Who was Franco Modigliani?
Franco Modigliani was a Neo-Keynesian economist who received the Nobel Prize in 1985. Modigliani was born in 1918 in Rome, Italy and later came to the United States at the outbreak of World War II. He is best known for his contributions to consumption theory, financial economics and for the theory he developed, called the Modigliani-Millert Theorem of corporate finance.
- Franco Modigliani was a Neo-Keynesian economist, best known for his development of the Modigliani-Miller Theorem of corporate finance.
- Modigliani’s early academic career was devoted to advocating fascist (and later socialist) central planning of the economy before transitioning to a Neo-Keynesian approach to macroeconomics.

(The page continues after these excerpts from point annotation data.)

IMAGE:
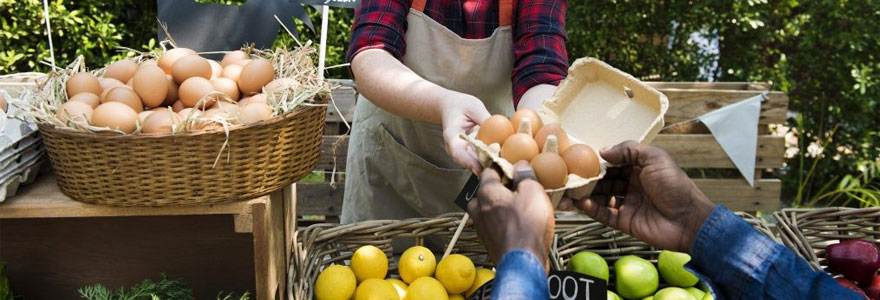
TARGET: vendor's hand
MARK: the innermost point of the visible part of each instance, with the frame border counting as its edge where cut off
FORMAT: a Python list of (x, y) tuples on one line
[(508, 220), (648, 197), (460, 115)]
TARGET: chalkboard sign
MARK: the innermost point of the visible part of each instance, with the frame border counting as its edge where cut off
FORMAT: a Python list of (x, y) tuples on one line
[(218, 27), (563, 285), (335, 3)]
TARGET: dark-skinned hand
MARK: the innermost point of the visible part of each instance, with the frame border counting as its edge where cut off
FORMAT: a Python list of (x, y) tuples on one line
[(649, 197), (508, 220)]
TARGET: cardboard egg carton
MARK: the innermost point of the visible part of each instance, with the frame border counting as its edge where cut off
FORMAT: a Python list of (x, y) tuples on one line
[(599, 106)]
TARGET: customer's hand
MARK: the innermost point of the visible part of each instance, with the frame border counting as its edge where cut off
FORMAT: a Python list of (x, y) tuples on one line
[(508, 220), (460, 115), (648, 197)]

- He was awarded the Nobel Prize in Economics in 1985 for his work in the fields of consumption theory and corporate finance.
Life and Career
Modigliani initially studied law at the Sapienza University of Rome. After immigrating to the United States, he went on to receive his doctorate in economics from the New School for Social Research. He taught at Bard College at Columbia University before serving as a professor at the University of Illinois at Urbana-Champaign, Carnegie Mellon University and the Massachusetts Institute of Technology. Modigliani served as president of the American Economic Association, the American Finance Association and the American Econometric Society. He also worked as an advisor to Italian banks and politicians, the U.S. Treasury, the Federal Reserve System and a number of European banks. He was awarded the Nobel Prize in Economics in 1985 for his development of models of private consumption and corporate finance.
Modigliani’s early contributions were in the field of socialism and centrally-planned economies, for which for he was given an award by Italian fascist dictator Benito Mussolini. His most notable contributions to economics include his life-cycle consumption theory and the Modigliani-Miller Theorem of corporate finance. He also made important contributions to the theories of rational expectations and the non-accelerating inflation rate of unemployment (NAIRU).
Socialist and Fascist Economy
In his early career in Italy, and then in the United States, Modigliani wrote extensively on the possibility of rational management of a command economy by a central planner. While a student in Rome, he won a national essay contest for a paper arguing in favor of government control of the economy. He wrote a series of papers before World War II in favor of fascist principles of economic management by the state, later transitioning to favor market, socialist-style central planning of prices and production in a 1947 paper. This work was published in Italian and was less influential than his other work until it was translated into English in the mid-2000s.
Life-cycle Consumption Theory
One of Modigliani's early contributions to economics was the life-cycle consumption theory, which says that individuals primarily save money during their early years to pay for their later years. The idea is that people prefer to a relatively stable level of consumption, borrowing (or spending down savings passed on to them) while young, saving during middle age when earnings are high, and spending down savings in retirement. This introduces age demographics as a factor that helps to determine a Keynesian consumption function for the economy.
His other major contribution, in cooperation with Merton Miller, was the Modigliani-Miller theorem, which formed the foundation for capital structure analysis in corporate finance. Capital structure analysis helps companies determine the most effective and beneficial ways to fund their companies through a mixture of equity and debt. The Modigilani-Miller theorem argues that if financial markets are efficient, this mixture will make no difference for the value of the firm. This theorem would go one to form the basis of much of modern corporate finance.
Modigliani made a fundamental contribution to the theory of rational expectations in a 1954 paper, which argued that people adjust their economic behavior based on the impact that they expect government policy to have on them. Ironically, rational expectation theory would be developed by other economists into a major and wide ranging criticism of the effectiveness of Keynesian macroeconomic policy (which Modigliani championed).
In a 1975 paper, Modigliani argued that monetary policy makers should target output and employment in setting policy. The appropriate target, he proposed, would be the non-inflationary rate of unemployment, which he estimated at about 5.5%. Ironically, though his paper was explicitly opposed to monetarism and in favor of Keynesianism, his idea would go on to be developed into the theory of the NAIRU, which would become a powerful critique against Keynesian macroeconomic policy.